We don’t usually consider water a “food,” but it is vital to our existence. It is the food above all foods, really.
A hydrated body functions better than a dehydrated body. And a hydrated GI tract means smooth sailing for bodily waste.
We know the 8 to 10 glasses of water per day golden rule, but there’s some other things to consider besides quantity.
Water quality from your tap is mainly controlled by your local drinking water treatment system. No matter how pure your water source is, however, the water still travels through pipes to get to your home. Many people like to filter their water from the tap to avoid ingesting minerals like copper, mercury, and zinc, and to reduce any odor or flavor caused by chlorine disinfection.
The hubs and I don’t filter our tap water, but we probably should. We go back and forth about it – we’ll be super conservative about the quality of our drinking water for awhile, then switch to a more liberal “does it really make that much of a difference” way of thinking.
But the one thing we refuse to do is purchase bottled water regularly.
Please, please, please don’t make bottled water your main drinking water source. The Pacific Institute estimated that to produce bottled water in 2006, it took 17 million barrels of oil (not including the oil used in transportation of the products), produced 2.5 million tons of carbon dioxide, and consumed three liters of water to produce one liter of bottled water. (Source: Pacific Institute)

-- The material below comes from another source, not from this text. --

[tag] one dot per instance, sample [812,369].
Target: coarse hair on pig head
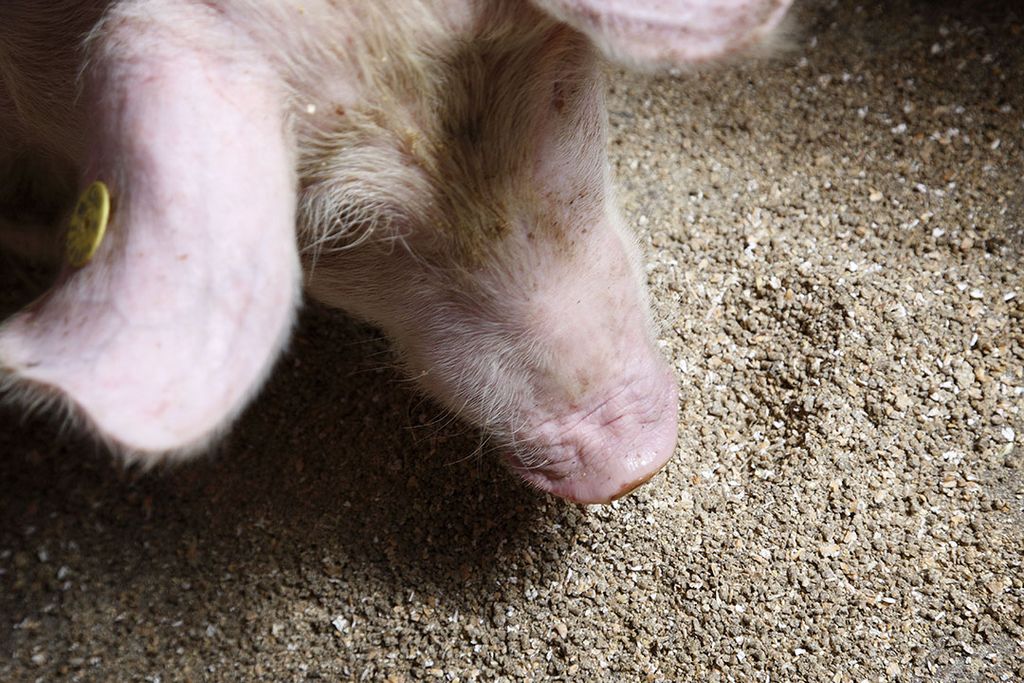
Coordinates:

Not to mention all the plastic that sails the world and eventually ends up on the shores of islands like Midway Atoll. (Refer to Plastic Paradise: Where Our Garbage Spends Its Retirement)
Get a durable, reusable water bottle and refill it instead of grabbing another Dasani. Plus, bottle water costs at least $1 per bottle, where drinking from the tap costs just a couple cents.

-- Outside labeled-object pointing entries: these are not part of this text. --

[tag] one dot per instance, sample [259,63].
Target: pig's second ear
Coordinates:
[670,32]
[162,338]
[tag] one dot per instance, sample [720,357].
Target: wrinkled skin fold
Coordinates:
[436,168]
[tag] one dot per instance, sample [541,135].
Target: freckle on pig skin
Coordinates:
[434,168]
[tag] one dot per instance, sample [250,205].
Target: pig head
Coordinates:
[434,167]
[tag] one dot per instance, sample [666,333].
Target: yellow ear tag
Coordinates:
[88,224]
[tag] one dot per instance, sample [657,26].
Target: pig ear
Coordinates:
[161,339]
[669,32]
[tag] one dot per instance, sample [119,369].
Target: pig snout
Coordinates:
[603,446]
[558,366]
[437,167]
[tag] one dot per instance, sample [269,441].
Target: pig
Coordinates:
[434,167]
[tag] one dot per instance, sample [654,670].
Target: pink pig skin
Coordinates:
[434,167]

In this Year of the Gut, let’s really focus on developing good eating habits that support digestion.
Look at your grocery list and see where you can make some substitutes. Apples and bananas for potato chips? Raw oats for sugary cereals? Tap water for soda?
In addition to buying foods that promote digestive health, let’s also be conscious about the social and environmental impacts associated with producing such foods.
We’re not going to save the world by buying all organic, all fair-trade, all local all the time, but we can certainly initiate gradual improvements by making small adjustments here and there as a collective whole.